Response: Comparing joint arthroplasties in severe hemophilia A with severe hemophilia B

den Uijl and colleagues found that the overall number of joint arthroplasties performed in their patients with hemophilia B (an indirect index of the severity of congenital coagulation disorder) is not different from that in patients with hemophilia A, at variance with our recent report of a significantly less frequent need of these operations in hemophilia B.¹  Their conclusions are based on 78 hemophilia A and 9 hemophilia B patients who underwent arthroplasty in a single institution, whereas our conclusions stem from much larger absolute numbers of patients derived from all the hemophilia centers in Italy (253 with hemophilia A vs 15 with hemophilia B) and also from a systematic review of the literature that was consistent with our findings of fewer arthroplasties in hemophilia B. We suspect that the small sample size on which den Uijl et al based their tests of statistical significance entails a high risk of type 2 error (the error of not finding a difference that does exist), although a smaller risk of type 1 error (the error of finding a difference that does not exist) cannot be ruled out even in our much larger cohort. Furthermore, the Dutch cohort was treated early and regularly with continuous prophylaxis at a significantly higher rate than that for patients included in the Italian cohort. Obviously the efficacy of intensive prophylaxis had an impact on the natural history of the disease, making hemophilia A and B become similar in severity, and thereby explaining, at least in part, the differences between the Italian and Dutch cohorts.

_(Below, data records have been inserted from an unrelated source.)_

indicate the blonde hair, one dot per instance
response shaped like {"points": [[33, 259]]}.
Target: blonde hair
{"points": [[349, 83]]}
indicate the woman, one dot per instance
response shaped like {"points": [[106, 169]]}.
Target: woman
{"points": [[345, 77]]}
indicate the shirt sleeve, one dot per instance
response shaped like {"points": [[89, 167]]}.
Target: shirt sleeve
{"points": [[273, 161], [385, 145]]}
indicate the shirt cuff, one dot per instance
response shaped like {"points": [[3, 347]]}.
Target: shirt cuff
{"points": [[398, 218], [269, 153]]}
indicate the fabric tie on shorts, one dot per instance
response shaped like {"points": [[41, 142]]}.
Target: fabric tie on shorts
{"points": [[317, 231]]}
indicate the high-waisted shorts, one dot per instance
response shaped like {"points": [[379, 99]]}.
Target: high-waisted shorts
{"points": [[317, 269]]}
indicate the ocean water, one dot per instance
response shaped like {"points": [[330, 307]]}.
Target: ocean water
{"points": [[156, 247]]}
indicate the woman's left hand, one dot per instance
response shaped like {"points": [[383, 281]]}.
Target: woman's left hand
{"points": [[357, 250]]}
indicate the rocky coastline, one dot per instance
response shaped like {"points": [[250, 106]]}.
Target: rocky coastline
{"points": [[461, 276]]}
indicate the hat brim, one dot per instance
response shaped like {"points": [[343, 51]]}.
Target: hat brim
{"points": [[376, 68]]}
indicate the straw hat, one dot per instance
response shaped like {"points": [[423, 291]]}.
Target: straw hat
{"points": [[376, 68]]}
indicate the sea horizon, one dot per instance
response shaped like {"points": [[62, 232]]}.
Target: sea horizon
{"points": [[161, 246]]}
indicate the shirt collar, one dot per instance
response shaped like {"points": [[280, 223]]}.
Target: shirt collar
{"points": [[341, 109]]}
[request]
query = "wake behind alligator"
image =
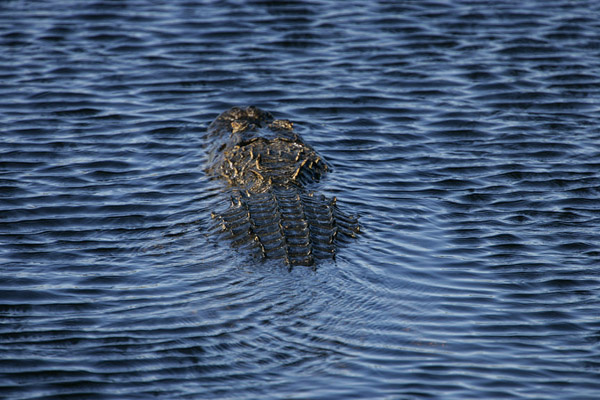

With this as a preamble, we agree with the Dutch investigators that the issue of the different severity of the 2 hemophilias remains unsettled, because the rate of joint arthroplasty is only a very indirect index of disease severity and entails the potential influence of several confounders. We also agree with den Uijl et al that large multinational studies are warranted to reach a firm conclusion on the issue of varied severity, with possible clinical implications on the need for early continuous prophylaxis. In agreement with Makris,²  we believe that the different rate of gene mutation types (null vs non-null) make biologically plausible that hemophilia B is less severe than hemophilia A. Other studies^3-5  are consistent with our suggestions of lesser severity of hemophilia B.